Solved – AIC, model selection and overfitting

aicmodel selectionoverfittingreferences

I am looking for references that specifically show that Akaike's Information Criterion (AIC), or its corrected form (AICc), can in some practical applications — that is, not in the asymptotic regime — highly underestimate the penalty for model complexity, favoring overly complex model that would then perform worse on new data; and possibly ways to detect this "failure mode" of AIC (the obvious one I can think of is cross-validation).

More generally, I am also looking for some authoritative reference, besides basic common sense, that advises against "blind model selection" — that is, merely deciding that an hypothesis is true after comparing models with some criterion, without "predictive checks" or other forms of independent validation. Ideally, I am looking for a strong statement (e.g., something like this, perhaps a bit less graphic), with examples for why it is such a bad idea.

Any suggestion, off the top of your head?

(As you would expect, there is a massive number of questions related to AIC and model selection on this website, but I could not find something that specifically addresses my issue.)

PS: To clarify, regarding the first question, I am interested in references that talk about AIC, but it's fine if the paper discusses information criteria in general (e.g., both AIC and BIC), as long as AIC is included.

Best Answer

The following is not exactly what you need as it applies to any information criterion (AIC as well as BIC included), but it is still an interesting criticism of blind selection in model-rich environments.

This is from the Abstract:

The implication is that good in-sample fit translates into poor out-of-sample fit, one-to-one. The result exposes a winners curse problem when multiple models are compared in terms of their in-sample fit. The winners curse has important implications for model selection by standard information criteria such as AIC and BIC.

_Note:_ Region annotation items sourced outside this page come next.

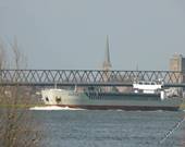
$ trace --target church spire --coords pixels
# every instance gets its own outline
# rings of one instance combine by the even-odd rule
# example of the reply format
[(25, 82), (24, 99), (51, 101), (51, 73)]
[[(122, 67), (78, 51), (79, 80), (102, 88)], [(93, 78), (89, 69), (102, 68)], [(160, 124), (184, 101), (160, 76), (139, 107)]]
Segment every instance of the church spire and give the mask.
[(112, 68), (112, 65), (111, 65), (110, 53), (109, 53), (109, 36), (107, 35), (106, 54), (104, 54), (104, 61), (102, 64), (102, 69), (106, 71), (109, 71), (111, 68)]

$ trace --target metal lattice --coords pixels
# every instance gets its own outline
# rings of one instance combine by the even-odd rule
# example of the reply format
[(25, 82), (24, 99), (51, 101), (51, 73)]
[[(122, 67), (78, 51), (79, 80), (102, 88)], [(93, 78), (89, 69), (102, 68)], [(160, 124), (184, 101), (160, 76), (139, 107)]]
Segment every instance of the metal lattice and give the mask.
[(131, 85), (133, 81), (162, 79), (182, 84), (183, 73), (176, 71), (102, 71), (102, 70), (0, 70), (1, 85)]

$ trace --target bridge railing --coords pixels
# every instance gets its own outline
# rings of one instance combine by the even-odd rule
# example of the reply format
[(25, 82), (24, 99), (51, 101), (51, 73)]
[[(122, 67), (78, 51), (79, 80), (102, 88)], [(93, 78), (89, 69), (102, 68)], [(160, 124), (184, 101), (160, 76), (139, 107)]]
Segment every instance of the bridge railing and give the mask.
[(183, 76), (176, 71), (0, 70), (0, 85), (131, 85), (136, 79), (181, 84)]

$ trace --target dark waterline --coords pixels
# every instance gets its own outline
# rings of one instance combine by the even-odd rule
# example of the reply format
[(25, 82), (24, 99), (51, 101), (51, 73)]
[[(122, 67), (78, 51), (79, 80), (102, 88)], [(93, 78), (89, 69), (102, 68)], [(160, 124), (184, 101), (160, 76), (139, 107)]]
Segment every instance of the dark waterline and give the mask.
[(33, 111), (41, 122), (45, 147), (183, 147), (185, 122), (159, 142), (185, 112), (60, 110)]

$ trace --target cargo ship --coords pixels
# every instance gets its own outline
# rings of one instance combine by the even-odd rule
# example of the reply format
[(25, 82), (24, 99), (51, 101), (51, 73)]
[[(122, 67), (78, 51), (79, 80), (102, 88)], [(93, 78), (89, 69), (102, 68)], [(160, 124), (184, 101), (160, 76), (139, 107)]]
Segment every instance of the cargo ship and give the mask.
[[(107, 37), (103, 71), (111, 69), (109, 40)], [(41, 90), (42, 100), (48, 106), (83, 109), (122, 109), (122, 110), (178, 110), (182, 98), (162, 88), (161, 81), (135, 81), (131, 91), (121, 91), (118, 87), (73, 87), (49, 88)]]
[(183, 99), (162, 88), (158, 82), (133, 83), (133, 90), (120, 93), (116, 87), (89, 86), (77, 89), (49, 88), (41, 90), (47, 106), (82, 109), (178, 110)]

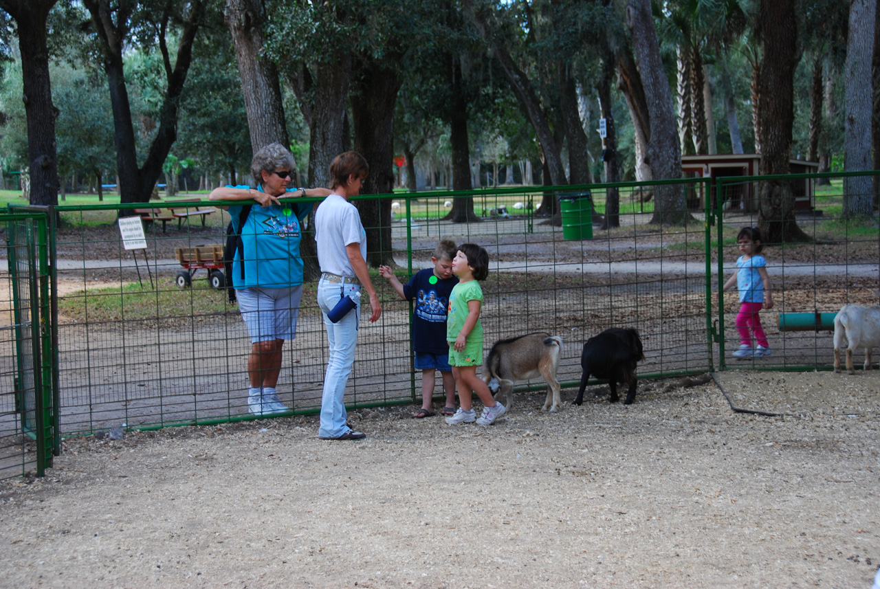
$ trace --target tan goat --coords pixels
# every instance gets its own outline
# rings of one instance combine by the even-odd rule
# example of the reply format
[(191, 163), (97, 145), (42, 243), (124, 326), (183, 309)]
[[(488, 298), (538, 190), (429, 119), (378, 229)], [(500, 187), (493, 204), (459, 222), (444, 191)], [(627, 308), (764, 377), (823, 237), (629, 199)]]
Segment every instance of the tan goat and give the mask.
[(495, 342), (486, 360), (486, 384), (497, 400), (503, 394), (504, 406), (510, 410), (510, 392), (514, 381), (543, 376), (546, 381), (547, 398), (544, 411), (559, 411), (560, 386), (556, 380), (562, 338), (549, 333), (529, 333), (518, 338)]

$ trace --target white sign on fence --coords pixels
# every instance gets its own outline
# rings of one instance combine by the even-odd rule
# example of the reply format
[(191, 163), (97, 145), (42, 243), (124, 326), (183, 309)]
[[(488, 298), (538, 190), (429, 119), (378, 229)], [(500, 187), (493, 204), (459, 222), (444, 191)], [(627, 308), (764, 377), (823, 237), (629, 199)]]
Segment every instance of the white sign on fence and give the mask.
[(143, 223), (140, 217), (121, 217), (119, 232), (126, 250), (147, 249), (147, 238), (143, 236)]

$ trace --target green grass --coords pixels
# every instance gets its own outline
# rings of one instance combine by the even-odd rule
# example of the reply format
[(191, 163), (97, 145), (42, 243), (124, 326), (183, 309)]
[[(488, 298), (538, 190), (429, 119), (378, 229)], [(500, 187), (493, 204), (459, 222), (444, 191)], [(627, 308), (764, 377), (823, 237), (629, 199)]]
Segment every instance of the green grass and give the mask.
[(175, 316), (188, 318), (234, 309), (226, 291), (210, 288), (208, 280), (194, 280), (191, 288), (178, 288), (166, 280), (157, 290), (150, 289), (149, 281), (143, 287), (138, 282), (128, 282), (121, 288), (80, 291), (58, 302), (58, 313), (76, 323), (155, 320), (157, 316), (173, 321)]

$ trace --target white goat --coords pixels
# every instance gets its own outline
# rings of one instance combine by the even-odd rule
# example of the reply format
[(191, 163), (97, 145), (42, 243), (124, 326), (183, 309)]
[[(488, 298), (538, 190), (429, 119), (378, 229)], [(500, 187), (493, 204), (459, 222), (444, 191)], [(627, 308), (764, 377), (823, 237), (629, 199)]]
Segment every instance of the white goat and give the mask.
[(880, 345), (880, 307), (844, 305), (834, 317), (834, 372), (840, 372), (840, 350), (847, 344), (847, 372), (854, 374), (853, 350), (865, 349), (865, 370), (871, 369), (871, 348)]

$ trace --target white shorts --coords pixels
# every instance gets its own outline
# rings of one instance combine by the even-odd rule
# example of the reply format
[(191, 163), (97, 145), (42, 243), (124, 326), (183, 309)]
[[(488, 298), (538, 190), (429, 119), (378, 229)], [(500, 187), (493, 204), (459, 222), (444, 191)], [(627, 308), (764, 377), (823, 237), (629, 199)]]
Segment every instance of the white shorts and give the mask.
[(296, 337), (303, 285), (287, 288), (236, 288), (235, 295), (252, 344)]

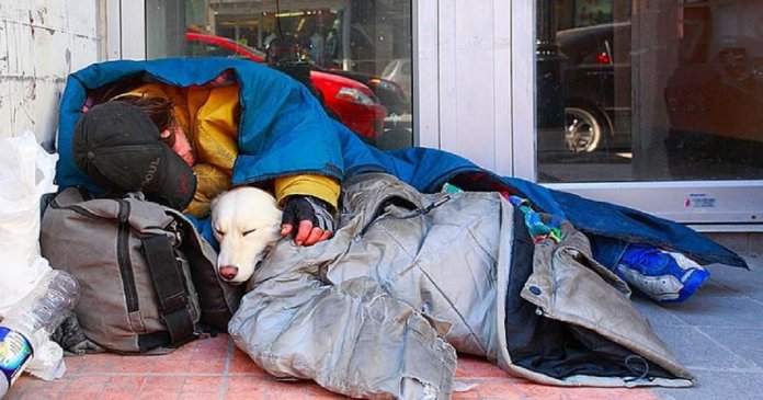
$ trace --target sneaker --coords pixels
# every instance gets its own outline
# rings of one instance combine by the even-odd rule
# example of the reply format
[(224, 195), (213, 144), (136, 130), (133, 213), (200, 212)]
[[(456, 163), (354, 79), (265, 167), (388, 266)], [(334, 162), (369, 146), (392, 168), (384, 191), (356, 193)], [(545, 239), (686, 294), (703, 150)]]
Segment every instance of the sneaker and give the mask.
[(617, 275), (657, 301), (681, 302), (695, 294), (710, 272), (681, 253), (631, 244), (615, 267)]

This is from the Introduction:

Model selection by standard information criteria, such as AIC and BIC, tend to favor models that have a large $\eta$ in the sample used for estimation. We shall refer to this as the winner's curse of model selection. The winner's curse is particularly relevant in model-rich environments where many models may have a similar expected fit when evaluated at their respective population parameters. So we will argue that standard information criteria are poorly suited for the selecting a model with a good out-of-sample fit in model-rich environments.